Tom Wiltshire tom at electricdruid.net
Tue Sep 4 11:18:55 CEST 2007

On 4 Sep 2007, at 08:26, jure zitnik wrote:
> david: encoders have *low* resolution. a few tens of values per
> revolution. while they're useful for some things, they feel quite
> lousy for let's say cutoff control, try to imagine. 24 values per turn
> mean that either you'll have terrible stepping (if you want to cover
> the entire range in one turn) or that you'll have to spin the knob
> like crazy to get to the other end. i know some implement
> "intelligent" acceleration, that is if you turn the encoder faster,
> the steps will be bigger (i'm talking about software of course)... but
> it just doesn't feel as good as a pot.

After a previous thread and discussion with Edward King, I got an  
alphanumeric LCD display, a pot, a rotary encoder, and a PIC  
processor together to do some experiments.

With a pot connected to an A2D input, I was able to pick an exact  
value at 10-bit resolution. Eg: "I want 500!" twiddle, twiddle,  
nudge, nudge. You can get to any value in a few movements. 12-bit  
resolution was a bit too much, both because of increased AD jitter,  
and the difficulty of moving a pot with such accuracy. It is hard to  
set a pot at this resolution, and I wasn't able to reliably get to a  
particular value.

The rotary encoder was a 24-detent affair, like Jure mentions.  
Obviously single stepping through over a thousand values is possible  
but very slow. So then I started experimenting with measuring the  
time between detents, the rotational velocity, and incrementing the  
count proportionally (as suggested above). This was a disaster.  
Whilst the count goes up a lot if you turn fast, and slowly if you  
turn slowly, getting to any particular value is more or less  
impossible. I found I couldn't control or judge accurately how fast I  
had to turn to get a given increment.

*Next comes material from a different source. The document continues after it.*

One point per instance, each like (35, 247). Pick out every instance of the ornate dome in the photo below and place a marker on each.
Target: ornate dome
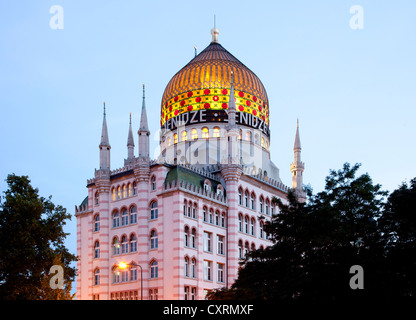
(204, 83)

For example, if I want a value  
of 500, and the current value is 400, I need to turn at a speed that  
gives me an increment in the tens, say. How fast is that? I had no idea.
Obviously having the increment directly proportional to velocity  
wasn't getting me anywhere, so then I added a velocity curve table  
between the encoder and the increment, and experimented with various  
curves to try and improve the response. Again, no real success.  
Getting this software right is crucial, but difficult , it seems.

I'm sure this has to be possible, but I really didn't get any  
encouraging results. Does anyone know any nice commercial examples or  
has anyone tried this sort of experiment?